Attorney General: Troopers in High-Speed Luxury Car Escort Altered Plates
The troopers have been criminally charged in connection with the March 2012 incident.
Two state troopers have been criminally charged in connection with providing a high-speed escort on the Garden State Parkway for a fleet of luxury cars, the New Jersey Attorney General’s Office announced Friday.
The New Jersey State Police (NJSP) received complaints regard the March 2012 caravan to Atlantic City, and the troopers were subsequently suspended without pay in April.
“They turned the highway into a virtual speedway,” Attorney General Jeffrey S. Chiesa said in a press conference in Trenton on Friday. "What they did was absolutely wrong."
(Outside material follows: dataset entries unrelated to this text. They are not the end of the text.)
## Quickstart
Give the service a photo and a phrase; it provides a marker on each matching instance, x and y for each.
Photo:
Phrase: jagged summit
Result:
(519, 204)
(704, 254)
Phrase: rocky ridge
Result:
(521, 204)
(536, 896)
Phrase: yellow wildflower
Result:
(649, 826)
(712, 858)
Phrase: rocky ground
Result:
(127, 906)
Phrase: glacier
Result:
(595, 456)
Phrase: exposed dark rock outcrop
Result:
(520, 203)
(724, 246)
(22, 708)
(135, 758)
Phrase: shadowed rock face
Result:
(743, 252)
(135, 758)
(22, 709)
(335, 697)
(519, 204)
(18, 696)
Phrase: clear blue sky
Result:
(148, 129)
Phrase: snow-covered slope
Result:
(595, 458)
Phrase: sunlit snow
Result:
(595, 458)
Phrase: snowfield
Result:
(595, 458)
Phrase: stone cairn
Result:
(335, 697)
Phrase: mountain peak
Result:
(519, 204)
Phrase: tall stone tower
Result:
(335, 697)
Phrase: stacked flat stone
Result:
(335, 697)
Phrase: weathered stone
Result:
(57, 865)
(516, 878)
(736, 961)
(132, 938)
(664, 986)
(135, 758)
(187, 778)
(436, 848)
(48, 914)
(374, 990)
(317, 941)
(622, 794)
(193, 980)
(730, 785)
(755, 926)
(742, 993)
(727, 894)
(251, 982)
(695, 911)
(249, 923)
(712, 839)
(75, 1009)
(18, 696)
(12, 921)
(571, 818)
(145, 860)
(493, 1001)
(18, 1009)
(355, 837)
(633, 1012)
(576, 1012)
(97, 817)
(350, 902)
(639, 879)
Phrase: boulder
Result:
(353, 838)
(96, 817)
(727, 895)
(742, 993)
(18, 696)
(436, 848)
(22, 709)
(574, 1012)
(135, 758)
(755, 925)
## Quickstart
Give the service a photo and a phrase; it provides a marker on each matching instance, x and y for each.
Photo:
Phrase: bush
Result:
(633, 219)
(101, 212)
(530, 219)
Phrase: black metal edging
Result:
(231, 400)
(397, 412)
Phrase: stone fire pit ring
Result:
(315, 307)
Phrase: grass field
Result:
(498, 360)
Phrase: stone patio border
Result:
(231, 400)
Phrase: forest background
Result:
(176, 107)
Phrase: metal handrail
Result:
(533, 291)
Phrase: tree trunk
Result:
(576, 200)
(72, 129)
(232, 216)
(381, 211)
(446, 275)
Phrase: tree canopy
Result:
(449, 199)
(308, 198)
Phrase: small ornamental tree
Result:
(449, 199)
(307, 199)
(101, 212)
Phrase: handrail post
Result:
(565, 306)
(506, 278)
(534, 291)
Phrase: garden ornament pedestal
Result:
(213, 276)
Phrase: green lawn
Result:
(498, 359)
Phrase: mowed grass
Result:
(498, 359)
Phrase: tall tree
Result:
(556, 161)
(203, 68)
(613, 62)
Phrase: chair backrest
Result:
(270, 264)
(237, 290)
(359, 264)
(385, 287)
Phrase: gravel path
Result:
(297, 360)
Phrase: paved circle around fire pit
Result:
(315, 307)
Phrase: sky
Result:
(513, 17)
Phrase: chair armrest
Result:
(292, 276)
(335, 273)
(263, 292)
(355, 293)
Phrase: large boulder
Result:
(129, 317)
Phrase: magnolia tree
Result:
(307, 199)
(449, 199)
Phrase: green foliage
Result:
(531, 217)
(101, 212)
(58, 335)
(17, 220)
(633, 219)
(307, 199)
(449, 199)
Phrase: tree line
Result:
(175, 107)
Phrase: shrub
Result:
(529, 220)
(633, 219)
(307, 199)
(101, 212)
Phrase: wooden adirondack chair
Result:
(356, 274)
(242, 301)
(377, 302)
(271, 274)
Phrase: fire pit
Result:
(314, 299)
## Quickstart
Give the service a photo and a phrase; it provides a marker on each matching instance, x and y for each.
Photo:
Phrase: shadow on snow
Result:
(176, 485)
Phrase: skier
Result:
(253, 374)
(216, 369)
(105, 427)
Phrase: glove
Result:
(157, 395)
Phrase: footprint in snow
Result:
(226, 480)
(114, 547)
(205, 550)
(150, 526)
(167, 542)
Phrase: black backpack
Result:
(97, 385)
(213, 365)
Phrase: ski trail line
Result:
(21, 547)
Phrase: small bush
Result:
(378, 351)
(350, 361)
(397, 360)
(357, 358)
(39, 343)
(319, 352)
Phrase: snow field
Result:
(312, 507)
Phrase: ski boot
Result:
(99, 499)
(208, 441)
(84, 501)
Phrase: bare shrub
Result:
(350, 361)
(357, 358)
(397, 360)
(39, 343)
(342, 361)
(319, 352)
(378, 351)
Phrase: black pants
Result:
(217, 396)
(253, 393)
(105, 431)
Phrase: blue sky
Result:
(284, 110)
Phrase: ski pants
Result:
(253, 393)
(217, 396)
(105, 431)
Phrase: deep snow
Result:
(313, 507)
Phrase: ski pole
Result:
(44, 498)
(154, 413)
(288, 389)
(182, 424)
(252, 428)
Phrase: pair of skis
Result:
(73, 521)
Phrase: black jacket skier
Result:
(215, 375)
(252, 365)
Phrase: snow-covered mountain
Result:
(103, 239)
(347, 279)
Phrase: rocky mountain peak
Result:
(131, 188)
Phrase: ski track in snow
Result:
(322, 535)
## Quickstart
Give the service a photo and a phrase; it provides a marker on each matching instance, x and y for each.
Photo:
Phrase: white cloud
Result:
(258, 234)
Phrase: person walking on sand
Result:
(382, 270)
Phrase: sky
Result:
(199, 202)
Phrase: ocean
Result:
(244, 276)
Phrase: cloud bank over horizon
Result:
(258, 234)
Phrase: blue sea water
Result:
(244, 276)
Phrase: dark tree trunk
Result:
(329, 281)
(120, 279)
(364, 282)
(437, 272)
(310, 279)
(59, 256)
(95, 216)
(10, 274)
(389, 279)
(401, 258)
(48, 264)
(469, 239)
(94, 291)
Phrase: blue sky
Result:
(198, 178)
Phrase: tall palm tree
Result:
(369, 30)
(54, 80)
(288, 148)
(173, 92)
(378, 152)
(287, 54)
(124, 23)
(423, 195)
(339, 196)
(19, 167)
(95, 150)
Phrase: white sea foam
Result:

An investigation into the incident found that the troopers, Sgt. First Class Nadir Nassry, 47, and Trooper Joseph Ventrella, 28, allegedly concealed the license plates on their NJSP vehicles to avoid detection by E-ZPass cameras, Chiesa said.
The troopers allegedly used black electrical tape to chage the numbers on their license plates, and the attorney general said Nassry also directed the drivers of the sports cars to use tape or other means to partially conceal their plates.
The troopers have been charged with fourth-degree falsifying or tampering with records. Nassry, a 25-year veteran of the NJSP, faces an additional third-degree charge of tampering with public records or information.
“This is a public safety issue plain and simple. Thankfully, thankfully no one was hurt,” Chiesa said.
Complaints about the high-speed caravan in March led to an investigation of a 2010 escort of other luxury vehicles, according to the attorney general's office. Four troopers face disciplinary charges in connection with the 2010 incident, which was captured on a YouTube video. Disciplinary charges have also been filed against a trooper who improperly handled a traffic ticket issued to a member of a driving club who was stopped for speeding on the Garden State Parkway in his Lamborghini in 2010.
“We're not in the business of endangering the public, we're in the business of protecting the public,” Chiesa said.
The drivers of the luxury cars will not be issued speeding tickets or motor vehicle summonses for altering their license plates during the caravan as a 30-day time limit to issue such summonses has passed, he said.
The NJSP will adopt new standard operating procedures, placing an emphasis on public safety and with enhanced provisions governing when escorts will be authorized, according to State Police Superintendent Colonel Rick Fuentes.